Shares of oil refiner CVR Energy have nearly doubled since Donald Trump's election, providing a windfall to investor Carl Icahn, who will advise the president on regulations — including a rule change that would benefit the company.
The stock rose 98.5 percent between Trump's election and its closing high earlier this month, as the Financial Times pointed out on Friday. Just before Friday's close, it was up nearly 81 percent, following a 6 percent slide on the day.
The stock is up about 8 percent since the presidential transition team announced on Dec. 21 that Icahn would serve as "a special advisor" to Trump.
The broader S&P 500 energy sector is up about 7 percent since the election, supported by Trump's fossil fuel-friendly "America First" energy policy.
Icahn controls 82 percent of CVR Energy and has long railed against a federal rule that requires refiners that cannot blend ethanol into gasoline to buy credits instead. He has continued to bring up the issue in media appearances since being recruited by Trump.
The rule hurts so-called merchant refiners like CVR Energy because they do not blend fuels, which means they have to buy credits from larger refiners with blending and retail operations, such as Valero Energy and Marathon Petroleum.
Shares of Marathon are up more than 16 percent since the election, while Valero has gained about 15 percent.
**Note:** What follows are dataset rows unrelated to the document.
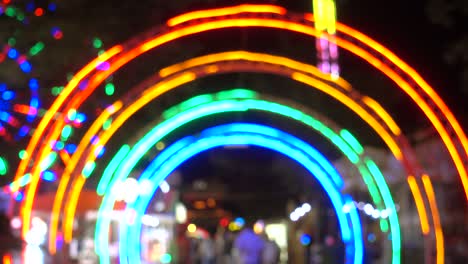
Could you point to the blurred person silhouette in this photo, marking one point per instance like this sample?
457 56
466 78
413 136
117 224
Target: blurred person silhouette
248 246
271 251
207 251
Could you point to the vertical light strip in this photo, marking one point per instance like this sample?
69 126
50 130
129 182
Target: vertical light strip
419 204
439 235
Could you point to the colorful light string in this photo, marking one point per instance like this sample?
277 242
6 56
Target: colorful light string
367 49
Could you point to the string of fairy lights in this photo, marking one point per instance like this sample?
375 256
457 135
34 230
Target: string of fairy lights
20 108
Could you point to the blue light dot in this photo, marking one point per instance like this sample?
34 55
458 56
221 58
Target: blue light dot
8 95
52 7
305 240
19 196
70 148
12 53
49 176
26 67
33 84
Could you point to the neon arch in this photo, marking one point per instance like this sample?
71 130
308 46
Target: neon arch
185 77
226 105
420 87
254 135
146 96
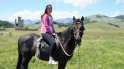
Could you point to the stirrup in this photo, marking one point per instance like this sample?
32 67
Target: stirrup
37 47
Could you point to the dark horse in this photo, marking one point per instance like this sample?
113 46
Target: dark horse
62 52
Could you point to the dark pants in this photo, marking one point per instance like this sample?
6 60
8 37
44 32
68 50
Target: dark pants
50 40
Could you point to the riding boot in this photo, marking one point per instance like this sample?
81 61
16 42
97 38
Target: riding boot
52 61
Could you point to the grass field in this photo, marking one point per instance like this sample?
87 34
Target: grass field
102 48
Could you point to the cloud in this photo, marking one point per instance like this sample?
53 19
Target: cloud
27 14
79 3
116 13
119 1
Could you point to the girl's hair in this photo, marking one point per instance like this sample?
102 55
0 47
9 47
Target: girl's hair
47 7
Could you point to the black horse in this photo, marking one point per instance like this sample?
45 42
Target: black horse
62 52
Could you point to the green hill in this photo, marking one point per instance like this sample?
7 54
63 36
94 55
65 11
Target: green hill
6 24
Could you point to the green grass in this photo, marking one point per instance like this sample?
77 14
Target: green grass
102 48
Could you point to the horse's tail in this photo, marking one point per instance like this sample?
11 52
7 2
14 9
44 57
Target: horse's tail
19 57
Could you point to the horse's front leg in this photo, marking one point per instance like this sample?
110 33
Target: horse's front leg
62 64
25 60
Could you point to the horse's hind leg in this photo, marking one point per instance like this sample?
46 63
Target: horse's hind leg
19 62
25 60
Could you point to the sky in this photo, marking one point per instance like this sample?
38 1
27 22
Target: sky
33 9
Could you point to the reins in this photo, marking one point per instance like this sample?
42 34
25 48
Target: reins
57 38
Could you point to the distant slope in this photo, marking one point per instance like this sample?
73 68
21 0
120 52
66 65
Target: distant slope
6 24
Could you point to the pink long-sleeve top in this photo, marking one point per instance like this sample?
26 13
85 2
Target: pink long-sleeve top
47 24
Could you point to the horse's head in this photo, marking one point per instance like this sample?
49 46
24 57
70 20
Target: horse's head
78 29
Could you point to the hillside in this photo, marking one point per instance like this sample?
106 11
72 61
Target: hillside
6 24
101 48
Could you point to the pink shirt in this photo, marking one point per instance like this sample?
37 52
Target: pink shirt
47 24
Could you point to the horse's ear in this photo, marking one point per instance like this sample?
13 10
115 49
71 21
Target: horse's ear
82 18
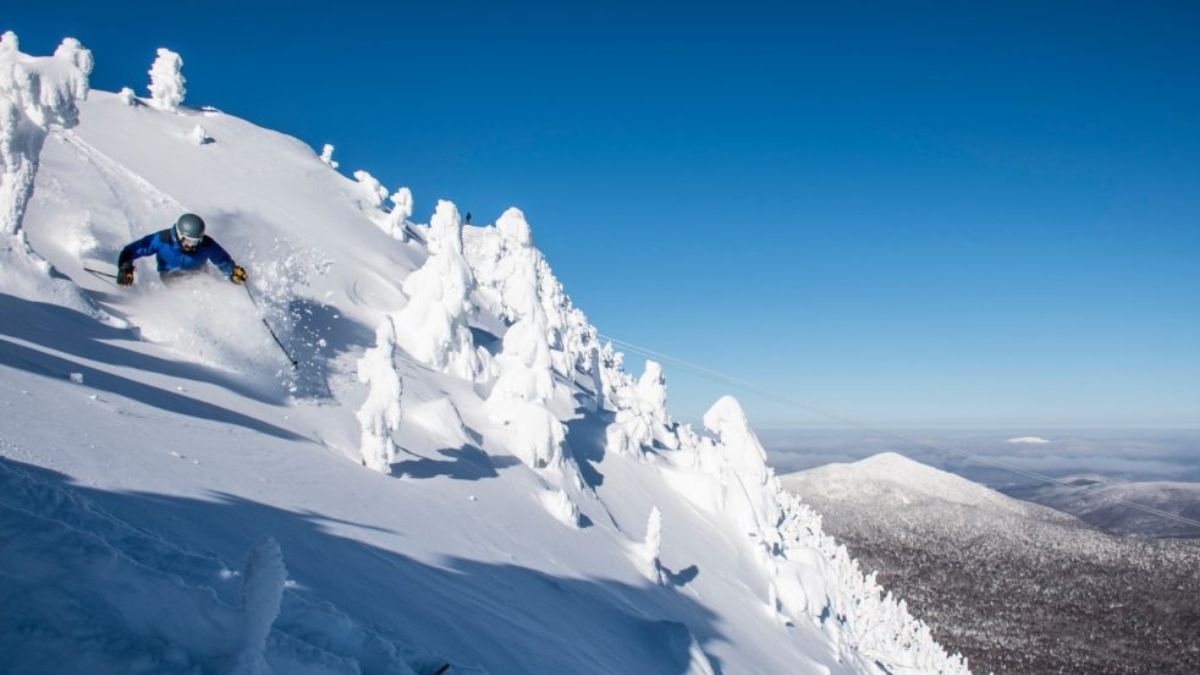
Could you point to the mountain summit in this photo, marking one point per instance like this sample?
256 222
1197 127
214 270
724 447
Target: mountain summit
456 477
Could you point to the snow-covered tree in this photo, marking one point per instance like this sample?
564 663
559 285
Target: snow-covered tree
371 192
641 416
36 95
199 136
652 547
381 412
167 81
262 593
401 210
327 155
432 327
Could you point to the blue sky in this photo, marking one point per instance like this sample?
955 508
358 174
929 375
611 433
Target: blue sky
939 214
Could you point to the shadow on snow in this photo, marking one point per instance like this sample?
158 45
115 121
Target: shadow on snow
502 616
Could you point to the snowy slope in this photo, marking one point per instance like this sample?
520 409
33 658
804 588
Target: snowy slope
891 479
456 472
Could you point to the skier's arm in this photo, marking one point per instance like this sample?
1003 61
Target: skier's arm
220 257
145 246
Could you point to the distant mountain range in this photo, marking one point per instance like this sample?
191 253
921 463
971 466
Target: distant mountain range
1015 586
1109 505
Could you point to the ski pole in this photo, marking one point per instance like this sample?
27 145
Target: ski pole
96 272
269 329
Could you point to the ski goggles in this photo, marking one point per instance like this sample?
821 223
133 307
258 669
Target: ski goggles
190 242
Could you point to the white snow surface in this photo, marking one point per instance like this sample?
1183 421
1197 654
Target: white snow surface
150 437
891 478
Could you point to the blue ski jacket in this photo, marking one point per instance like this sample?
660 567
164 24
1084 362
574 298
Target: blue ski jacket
172 257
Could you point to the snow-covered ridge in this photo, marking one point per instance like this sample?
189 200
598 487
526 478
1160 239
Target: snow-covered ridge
892 476
513 446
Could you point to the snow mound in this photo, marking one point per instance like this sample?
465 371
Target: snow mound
894 477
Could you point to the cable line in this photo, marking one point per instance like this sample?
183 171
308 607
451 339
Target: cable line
894 435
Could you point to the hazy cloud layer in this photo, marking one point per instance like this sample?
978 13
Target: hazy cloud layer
999 458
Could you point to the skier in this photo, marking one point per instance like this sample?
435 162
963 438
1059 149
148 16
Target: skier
178 250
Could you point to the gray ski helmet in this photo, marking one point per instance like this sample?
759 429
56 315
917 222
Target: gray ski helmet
190 226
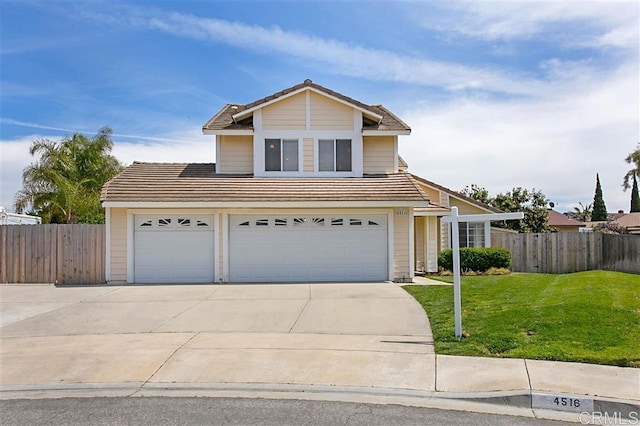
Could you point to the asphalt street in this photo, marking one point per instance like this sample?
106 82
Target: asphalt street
236 411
To be sure, Valero warned last July that its cost of complying with the Renewable Fuel Standard, largely related to the credits, could double in 2016.
Former White House ethics advisors told CNBC last month that Icahn's role presented a clear conflict because it puts him in a position to influence the president to repeal the regulations and thereby help CVR. That would potentially boost CVR's stock price and enrich Icahn.